A patient's medical record has always been a dispersed entity. Literally defined, it is the accumulation of medical information concerning the patient. Ideally, this information is bundled in a single folder with the patient's identification data on the cover. In real life, this information is scattered between several archives (computerised and paper based) in various locations, often under different identifier numbers. Much of the information in the records is obsolete, redundant, duplicated, or indecipherable to the extent that it does not benefit the patient at the point of care.1

Ownership of the data is also a limiting issue. Many hospitals consider the records in their systems to be their property, whereas many patients argue that their medical information is their own. 2 3 Consequently, a distinction is made between ownership of the physical record and the right to access (or duplicate) data that are stored in it. Policies on this issue differ substantially between delivery networks, states, and countries. That said, it is typically agreed that patients have the right to be informed of the general content of their medical record and that patients' care providers must be allowed access to any information that is relevant to a patient's treatment. This approach endorses locking sensitive information (such as psychiatric evaluation or various serological findings) from some care providers but promoting access to what is “needed to know” for the provision of appropriate care. It is thus reasonable to assume that, between the patient and his or her primary healthcare coordinator (such as the family doctor), most of the “critical information” is within reach. For the purpose of our argument, we will assume that patients have rights of access to their medical information and are entitled to decide which parts of their record can be exposed or electronically published.

In this article we describe a patient controlled, “granularly secured,” cross sectional medical record that is accessible via the world wide web. Unlike existing information systems, the patient initiates the service. The patient's primary healthcare coordinator suggests which clinical content is worth “risking” for the benefit of making it available when needed. The patient secures his or her identity and each data element in the medical record by specifying which identifying data anyone requesting the information must supply in order to gain access.

Summary points

Using the internet to transmit medical information could allow providers access to medical information at the point of care, but it might violate patient confidentiality

Obstacles that have prevented such implementation include patient and provider identification, security requirements, content issues, format, and language

A patient controlled, “granularly secured,” cross sectional medical record that is accessible via the world wide web may be simple enough to implement and practical enough to show benefit

Patient and doctor agree which clinical content is worth “risking” for the benefit of making it available when needed

The patient determines the level of security for each data element

What is relevant in the record?

The content of the medical record is extremely heterogeneous. Information is gathered over time from various sources that use different formats and standards (which also change over time), making the record difficult to follow.4 In addition, medical terminology and diagnostic techniques change over time, so that the record becomes an aggregation of loosely related documents.

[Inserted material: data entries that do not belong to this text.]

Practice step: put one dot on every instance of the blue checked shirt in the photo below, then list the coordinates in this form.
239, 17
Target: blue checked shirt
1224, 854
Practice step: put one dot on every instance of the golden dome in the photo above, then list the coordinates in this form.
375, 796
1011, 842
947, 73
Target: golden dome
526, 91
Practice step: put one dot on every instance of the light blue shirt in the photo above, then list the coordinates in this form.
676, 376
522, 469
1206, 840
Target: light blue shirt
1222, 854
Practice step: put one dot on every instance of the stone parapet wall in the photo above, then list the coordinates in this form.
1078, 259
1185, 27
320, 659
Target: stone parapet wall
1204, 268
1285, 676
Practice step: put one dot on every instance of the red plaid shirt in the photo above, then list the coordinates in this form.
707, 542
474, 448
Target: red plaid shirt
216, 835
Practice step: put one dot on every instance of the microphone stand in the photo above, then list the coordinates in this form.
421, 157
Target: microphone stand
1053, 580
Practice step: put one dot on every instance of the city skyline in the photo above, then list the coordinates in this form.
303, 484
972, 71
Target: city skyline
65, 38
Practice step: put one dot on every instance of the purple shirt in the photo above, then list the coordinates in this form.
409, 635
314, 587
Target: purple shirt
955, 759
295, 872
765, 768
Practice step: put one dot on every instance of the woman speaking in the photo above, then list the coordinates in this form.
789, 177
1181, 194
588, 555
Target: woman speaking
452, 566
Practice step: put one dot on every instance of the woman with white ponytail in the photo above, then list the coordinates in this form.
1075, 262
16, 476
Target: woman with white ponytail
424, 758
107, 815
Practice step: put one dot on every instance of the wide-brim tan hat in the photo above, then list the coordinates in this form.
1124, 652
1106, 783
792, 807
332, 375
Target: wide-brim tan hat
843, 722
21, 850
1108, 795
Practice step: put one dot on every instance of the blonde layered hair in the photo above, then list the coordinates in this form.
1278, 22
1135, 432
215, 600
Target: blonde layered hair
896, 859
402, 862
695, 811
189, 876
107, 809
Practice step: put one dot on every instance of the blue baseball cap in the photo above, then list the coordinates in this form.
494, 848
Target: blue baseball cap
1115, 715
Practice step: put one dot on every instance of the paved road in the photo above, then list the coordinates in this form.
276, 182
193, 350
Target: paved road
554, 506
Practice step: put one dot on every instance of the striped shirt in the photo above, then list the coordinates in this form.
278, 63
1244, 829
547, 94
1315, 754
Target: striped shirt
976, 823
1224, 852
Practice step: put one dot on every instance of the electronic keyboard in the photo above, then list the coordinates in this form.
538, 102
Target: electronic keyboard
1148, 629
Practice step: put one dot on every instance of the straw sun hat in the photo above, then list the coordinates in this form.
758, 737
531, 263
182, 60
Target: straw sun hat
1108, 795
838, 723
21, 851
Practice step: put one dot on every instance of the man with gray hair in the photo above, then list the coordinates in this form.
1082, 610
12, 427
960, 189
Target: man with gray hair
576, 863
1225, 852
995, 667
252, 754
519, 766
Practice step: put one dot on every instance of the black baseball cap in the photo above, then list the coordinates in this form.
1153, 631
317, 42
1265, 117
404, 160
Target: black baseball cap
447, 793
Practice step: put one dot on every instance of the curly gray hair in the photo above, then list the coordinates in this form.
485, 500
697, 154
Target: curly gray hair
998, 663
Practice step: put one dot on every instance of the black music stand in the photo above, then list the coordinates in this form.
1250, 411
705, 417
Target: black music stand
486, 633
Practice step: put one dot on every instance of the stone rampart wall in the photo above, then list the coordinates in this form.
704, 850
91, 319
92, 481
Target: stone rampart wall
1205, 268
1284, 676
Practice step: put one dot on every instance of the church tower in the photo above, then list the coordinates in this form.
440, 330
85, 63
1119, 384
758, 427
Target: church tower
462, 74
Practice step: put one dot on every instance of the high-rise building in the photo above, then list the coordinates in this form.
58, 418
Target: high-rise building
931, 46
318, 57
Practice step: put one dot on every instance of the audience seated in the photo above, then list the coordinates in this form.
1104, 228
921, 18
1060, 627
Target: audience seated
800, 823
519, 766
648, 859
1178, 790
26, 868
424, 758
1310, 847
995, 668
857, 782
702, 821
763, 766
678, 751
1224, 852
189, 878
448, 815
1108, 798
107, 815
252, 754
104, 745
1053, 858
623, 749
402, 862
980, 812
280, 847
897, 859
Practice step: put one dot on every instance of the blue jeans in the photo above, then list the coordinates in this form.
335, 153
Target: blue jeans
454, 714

It can be argued that most of the information relevant to a patient at the point of care is in the most recent entries of the record or, if one is produced, its abbreviated summary. Thus, it is a patient's allergy to penicillin that is critical to future care, not previous hospitalisations for wrongful administration of the drug. The latest electrocardiographic results of a patient with coronary artery disease would be useful for emergency care, but not the numerous archived results typically found in the record. This vital information is not cumulative but cross sectional rather in nature. It explicitly does not cover a patient's medical history but reflects information that is pertinent for future (emergency) care.

The question as to what information falls into this category is controversial. Ironically, this is one place where the shortage in time allocated for doctor-patient encounters has a positive side effect. In the United States managed care is openly promoting reductions in the length of such encounters (in some cases down to 7 minutes) in order to make best use of resources. With time so short, many healthcare providers now keep an accessible summary to avoid re-reading the whole of a patient's medical record at each encounter. This summary holds brief, concise, and relevant information, exactly the type of information our system is built to deliver. We therefore believe that a patient's principal healthcare coordinator is the appropriate authority to determine which medical information is relevant, beneficial, and “worth risking exposure” at the point of care.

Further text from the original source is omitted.